Accepting imperfection and failure

There’s something that might be sticking to me that I pick up from both my game design course and my brother, in the latter case it’s more because of how I react to what he does and what he tells me. In the former case, I have to deal with animation students in one of my course modules who seem to obsess with the perfection of a product rather than the practice of production. They think a lot about making something realistic and visually striking to earn good grades, but I don’t really care about that. This is partly because I don’t think I can and I’m able to live with it, but also because I don’t like the expectation of perfection hanging over me and making things more restrictive. As a game design student, I prefer the acceptance of imperfections, utilizing your own skills and building upon them, and balance, rather than pursue visual perfection and focus on currying favor for it even if it’s from the lecturers.

As for my brother, I often complain now of how wound up he can be about failing to do his college work, or when he complains about a painting he made being ruined (and blaming it on something), or when he criticizes me for my espousing of my belief in will, the power of will, and the acting upon it in order to fulfill desires on the grounds that I haven’t yet achieved my goals with those ideals and beliefs in mind, even when I tell him I do the best I can. It’s simple to apply, but not necessarily easy to do. The individual will always encounter some failure, and no one is perfect in their endeavors, so I feel like we shouldn’t get hung op on imperfection or the possibility of failure. Instead, I think that we should accept it. I don’t think individuals should hope to fail, or deliberately set out to fail, or just not bother striving to be more of themselves.
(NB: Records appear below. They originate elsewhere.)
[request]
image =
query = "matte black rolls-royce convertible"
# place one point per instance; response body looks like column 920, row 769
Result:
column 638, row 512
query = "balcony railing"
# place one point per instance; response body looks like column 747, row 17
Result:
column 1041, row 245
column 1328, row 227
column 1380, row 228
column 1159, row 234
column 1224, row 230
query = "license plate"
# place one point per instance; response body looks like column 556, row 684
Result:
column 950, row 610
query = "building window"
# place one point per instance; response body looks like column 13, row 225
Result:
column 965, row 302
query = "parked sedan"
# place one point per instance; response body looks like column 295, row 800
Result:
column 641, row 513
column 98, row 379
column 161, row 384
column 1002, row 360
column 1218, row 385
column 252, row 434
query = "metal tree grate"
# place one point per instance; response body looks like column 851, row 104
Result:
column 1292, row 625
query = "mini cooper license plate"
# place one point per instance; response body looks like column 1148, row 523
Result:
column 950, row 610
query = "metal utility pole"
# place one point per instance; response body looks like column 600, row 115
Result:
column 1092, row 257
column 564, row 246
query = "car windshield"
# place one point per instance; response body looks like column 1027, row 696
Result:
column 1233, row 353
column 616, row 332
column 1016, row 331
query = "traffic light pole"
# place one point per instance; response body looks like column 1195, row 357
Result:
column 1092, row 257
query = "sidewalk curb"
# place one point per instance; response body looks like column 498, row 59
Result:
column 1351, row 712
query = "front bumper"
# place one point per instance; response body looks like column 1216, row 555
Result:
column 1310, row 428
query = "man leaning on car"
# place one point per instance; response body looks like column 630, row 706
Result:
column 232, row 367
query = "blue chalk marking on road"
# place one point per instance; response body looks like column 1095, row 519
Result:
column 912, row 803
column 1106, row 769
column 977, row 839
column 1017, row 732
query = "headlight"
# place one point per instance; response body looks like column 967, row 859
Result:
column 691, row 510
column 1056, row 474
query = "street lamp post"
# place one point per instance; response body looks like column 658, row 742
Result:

I just think that if you fail, you might as well accept it and move on, and be comfortable with imperfection. It doesn’t matter if you’re not perfect, or the best, just try to do the best you can or be the best you can be and not get wound up about the possibility of failure. That’s why nowadays I can get angry with people who get wound up over me making a mistake or an error in judgement, as has happened on my course in at least one module.